Famous Empires Around The World And Their Royal Food
Image Credit: Mughlai Platter/ Instagram- joey.doesnt.share.food_xo

Food can be a luxury for some people or a necessity for others. Basic grains and in-season fruits and vegetables are the only foods that come to mind when discussing food as a necessity. However, when food is considered a luxury, it is viewed as a sensory experience. There were several empires and their royal culinary experiences, which centre on pricey and uncommon products, distinctive cooking methods, and a nutritious setting rich in history and traditions. For kings and emperors, food was considered a luxury and a way of feasting with their families. It was also considered their way of welcoming their guests and hosting them. Culinary habits tell a lot about a particular culture and these empires expressed their cultural practices through their food.

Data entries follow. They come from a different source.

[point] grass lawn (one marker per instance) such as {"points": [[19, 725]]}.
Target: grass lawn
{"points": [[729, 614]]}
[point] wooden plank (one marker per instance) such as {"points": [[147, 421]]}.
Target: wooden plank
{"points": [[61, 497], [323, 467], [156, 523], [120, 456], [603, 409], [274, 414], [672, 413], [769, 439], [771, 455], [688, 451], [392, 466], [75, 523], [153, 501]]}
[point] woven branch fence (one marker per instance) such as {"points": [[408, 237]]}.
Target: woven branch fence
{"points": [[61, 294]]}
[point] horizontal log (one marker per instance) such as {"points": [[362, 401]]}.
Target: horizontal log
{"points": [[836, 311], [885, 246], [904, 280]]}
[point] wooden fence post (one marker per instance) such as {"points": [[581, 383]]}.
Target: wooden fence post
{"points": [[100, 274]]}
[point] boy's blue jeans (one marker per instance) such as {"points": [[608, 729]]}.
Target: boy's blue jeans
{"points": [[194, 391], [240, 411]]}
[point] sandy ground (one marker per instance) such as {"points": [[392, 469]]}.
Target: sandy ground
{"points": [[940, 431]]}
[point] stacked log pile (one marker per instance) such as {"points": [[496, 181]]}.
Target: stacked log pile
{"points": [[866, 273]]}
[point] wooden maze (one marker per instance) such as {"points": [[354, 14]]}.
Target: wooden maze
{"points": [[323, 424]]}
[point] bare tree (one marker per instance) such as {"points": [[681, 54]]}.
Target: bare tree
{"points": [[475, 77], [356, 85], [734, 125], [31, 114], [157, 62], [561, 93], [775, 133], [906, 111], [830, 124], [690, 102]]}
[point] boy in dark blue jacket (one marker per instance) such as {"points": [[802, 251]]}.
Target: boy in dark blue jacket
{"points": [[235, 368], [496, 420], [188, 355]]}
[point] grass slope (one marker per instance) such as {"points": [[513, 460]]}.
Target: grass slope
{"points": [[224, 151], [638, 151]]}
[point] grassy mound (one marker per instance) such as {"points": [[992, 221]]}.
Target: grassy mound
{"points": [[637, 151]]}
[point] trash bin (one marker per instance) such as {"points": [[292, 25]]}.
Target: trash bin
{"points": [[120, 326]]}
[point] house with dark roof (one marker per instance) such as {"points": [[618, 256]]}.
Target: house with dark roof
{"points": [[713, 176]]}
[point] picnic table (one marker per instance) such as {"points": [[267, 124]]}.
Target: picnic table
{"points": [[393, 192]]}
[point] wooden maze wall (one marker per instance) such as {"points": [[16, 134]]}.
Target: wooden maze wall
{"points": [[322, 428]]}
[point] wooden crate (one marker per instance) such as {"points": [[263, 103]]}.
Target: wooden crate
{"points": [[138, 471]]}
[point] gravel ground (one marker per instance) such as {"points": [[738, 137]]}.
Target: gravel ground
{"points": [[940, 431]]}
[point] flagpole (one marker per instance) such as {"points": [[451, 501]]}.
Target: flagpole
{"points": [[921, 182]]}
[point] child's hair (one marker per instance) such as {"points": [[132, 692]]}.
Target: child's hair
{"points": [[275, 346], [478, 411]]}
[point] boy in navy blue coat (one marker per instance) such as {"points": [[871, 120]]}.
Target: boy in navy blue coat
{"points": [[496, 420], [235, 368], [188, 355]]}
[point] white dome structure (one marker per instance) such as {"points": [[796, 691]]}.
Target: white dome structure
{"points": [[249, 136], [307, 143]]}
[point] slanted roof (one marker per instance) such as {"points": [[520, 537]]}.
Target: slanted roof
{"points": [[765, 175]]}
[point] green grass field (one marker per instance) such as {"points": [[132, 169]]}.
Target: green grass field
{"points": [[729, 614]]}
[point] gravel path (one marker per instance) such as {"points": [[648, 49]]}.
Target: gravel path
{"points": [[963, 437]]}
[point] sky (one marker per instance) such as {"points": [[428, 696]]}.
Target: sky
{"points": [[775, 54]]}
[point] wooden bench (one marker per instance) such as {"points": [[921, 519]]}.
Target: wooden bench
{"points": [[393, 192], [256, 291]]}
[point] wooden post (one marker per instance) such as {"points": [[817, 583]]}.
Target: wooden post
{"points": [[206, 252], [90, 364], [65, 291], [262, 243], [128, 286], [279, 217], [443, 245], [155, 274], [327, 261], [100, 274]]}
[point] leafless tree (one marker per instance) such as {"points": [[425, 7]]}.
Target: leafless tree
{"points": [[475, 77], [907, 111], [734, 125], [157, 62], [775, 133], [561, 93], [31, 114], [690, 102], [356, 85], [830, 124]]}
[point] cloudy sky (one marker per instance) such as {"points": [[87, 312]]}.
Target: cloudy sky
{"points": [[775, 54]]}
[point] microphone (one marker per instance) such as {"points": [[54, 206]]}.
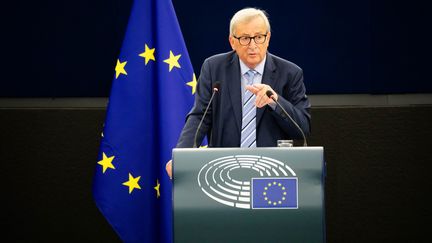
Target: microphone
{"points": [[216, 87], [269, 93]]}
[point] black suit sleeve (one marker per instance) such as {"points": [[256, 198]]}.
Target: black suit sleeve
{"points": [[296, 103], [202, 98]]}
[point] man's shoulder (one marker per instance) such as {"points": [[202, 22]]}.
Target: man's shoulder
{"points": [[281, 62]]}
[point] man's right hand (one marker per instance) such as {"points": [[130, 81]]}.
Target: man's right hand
{"points": [[168, 168]]}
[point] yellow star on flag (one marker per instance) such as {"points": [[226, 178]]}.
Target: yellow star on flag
{"points": [[157, 187], [173, 61], [148, 54], [106, 162], [120, 68], [193, 84], [132, 183]]}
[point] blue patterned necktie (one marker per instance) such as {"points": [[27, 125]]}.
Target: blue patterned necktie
{"points": [[248, 132]]}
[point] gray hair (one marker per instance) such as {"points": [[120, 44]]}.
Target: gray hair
{"points": [[247, 14]]}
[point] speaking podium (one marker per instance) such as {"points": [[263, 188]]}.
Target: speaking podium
{"points": [[249, 195]]}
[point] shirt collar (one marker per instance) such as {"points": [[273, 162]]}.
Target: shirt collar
{"points": [[259, 68]]}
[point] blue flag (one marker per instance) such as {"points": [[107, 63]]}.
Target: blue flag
{"points": [[274, 192], [152, 92]]}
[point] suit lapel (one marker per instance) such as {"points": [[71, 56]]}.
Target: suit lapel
{"points": [[233, 80], [269, 79]]}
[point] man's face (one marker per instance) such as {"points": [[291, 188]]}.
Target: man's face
{"points": [[253, 53]]}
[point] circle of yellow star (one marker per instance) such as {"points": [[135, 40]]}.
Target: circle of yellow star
{"points": [[173, 61], [193, 84], [132, 183], [157, 187], [106, 162], [120, 68], [148, 54]]}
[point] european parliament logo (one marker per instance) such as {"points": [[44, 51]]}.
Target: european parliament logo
{"points": [[250, 182]]}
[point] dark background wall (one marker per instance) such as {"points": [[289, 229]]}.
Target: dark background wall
{"points": [[378, 173], [69, 48]]}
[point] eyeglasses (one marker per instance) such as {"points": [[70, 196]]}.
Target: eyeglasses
{"points": [[245, 40]]}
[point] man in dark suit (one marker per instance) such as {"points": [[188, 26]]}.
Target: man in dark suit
{"points": [[241, 114]]}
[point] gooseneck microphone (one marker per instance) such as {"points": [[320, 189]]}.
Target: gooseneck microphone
{"points": [[216, 87], [269, 93]]}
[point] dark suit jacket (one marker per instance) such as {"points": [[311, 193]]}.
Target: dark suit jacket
{"points": [[222, 124]]}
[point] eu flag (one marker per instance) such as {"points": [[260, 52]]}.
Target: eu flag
{"points": [[277, 192], [152, 91]]}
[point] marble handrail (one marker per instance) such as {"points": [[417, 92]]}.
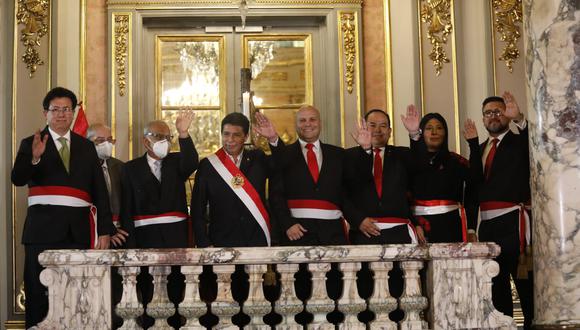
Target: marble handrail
{"points": [[457, 295]]}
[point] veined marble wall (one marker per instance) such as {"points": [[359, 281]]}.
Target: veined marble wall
{"points": [[553, 81]]}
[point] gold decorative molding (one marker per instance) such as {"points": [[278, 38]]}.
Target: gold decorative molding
{"points": [[508, 15], [34, 15], [121, 50], [437, 15], [348, 28]]}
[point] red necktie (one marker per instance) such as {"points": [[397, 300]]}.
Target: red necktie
{"points": [[489, 159], [312, 162], [378, 172]]}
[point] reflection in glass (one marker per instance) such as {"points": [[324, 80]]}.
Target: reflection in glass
{"points": [[190, 73], [204, 130], [278, 68]]}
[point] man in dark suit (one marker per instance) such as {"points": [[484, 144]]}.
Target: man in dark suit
{"points": [[377, 180], [154, 204], [503, 196], [65, 185], [233, 183], [308, 196]]}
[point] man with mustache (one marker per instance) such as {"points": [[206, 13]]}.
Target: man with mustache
{"points": [[502, 196]]}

Here are some empires that are famous for their cuisine and culinary practices-

Mughal Empire

According to reports, the Mughals led a lavish lifestyle and indulged in opulent cuisine. They enjoyed fine cuisine, and during their reign, Persian delicacies like kofta, samosas, and pulao were introduced to India. You'll be astonished to learn that Jahangir preferred wine over food, and Akbar always drank Ganges water. These emperors had their own luxury tastes and preferences that reflected their lifestyles. Mughals were quite particular about their cuisine. They preferred a lot of butter, cream and smokey flavours in their meat.  They all enjoyed dishes made from sheep, goats, and birds.  Some of the Mughal delicacies include Nargisi kofta, yakhni pulao, nalli nihari, galouti kebabs etc.

Mauryan Empire

Mauryans used to cultivate a variety of crops, which over time found their way into their royal cuisine. They ate foods produced from wheat and barley in the summer, and rice and millets in the winter. The majority of food during the Mauryan Period was made with salt and spices, including long-pepper, ginger, cumin seeds, white mustard, coriander, cloves, and turmeric, as well as regular salt, rock salt, sea salt, bida salt, and nitre. Additionally, it comprised the four varieties of cardamom that were then grown in India: white, reddish-white, short, and black.

Roman Empire

Roman cuisine hails from the Italian city, of Rome. It uses ingredients from the Roman Campagna that are fresh, in-season, and easily prepared. The city is renowned as a white wine hub. The best in the city, according to some, is Frascati and Castelli Romani. Bread and soup were a staple of the royal diet of the Roman emperors along with eggs, cheese, and a variety of meats. They preferred lettuce after meals because they thought it would help them sleep better, according to the reports. Ice cream was also their preferred dessert. Some of the Roman dishes that are popular today are pasta alla Carbonara, tonnarelli Cacio e Pepe, bucatini all'Amatriciana & Pasta alla Gricia.

British Empire

British cuisine is the legacy of culinary and food practices in Britain. For British Kings and Queens, their customary royal dinner feast included bacon, eggs, grilled fish and chicken, chops, sausages, steaks, and woodcocks. Currently, strawberries are regarded as a royal food item on the daily menu because the royalties adore fresh fruits like them. Some of the British delicacies that are worth trying are fish and chips, bangers and mash, full English breakfast and Sunday roast.

Souffle de chocolate/ Instagram- anacristinalifestyle

Vegetables and meat have always been favourites of Aztec kings. Here, royals can consume corn, maize, tomatoes, avocados, and a unique chocolate delicacy meant only for warriors and nobles. Tortillas, tamales, casseroles, and the sauces that accompanied them were the most popular dishes among the Aztecs. The Aztecs were sauce aficionados. The three staple meals were maize, beans, and squash, which were typically combined with nopales and tomatoes.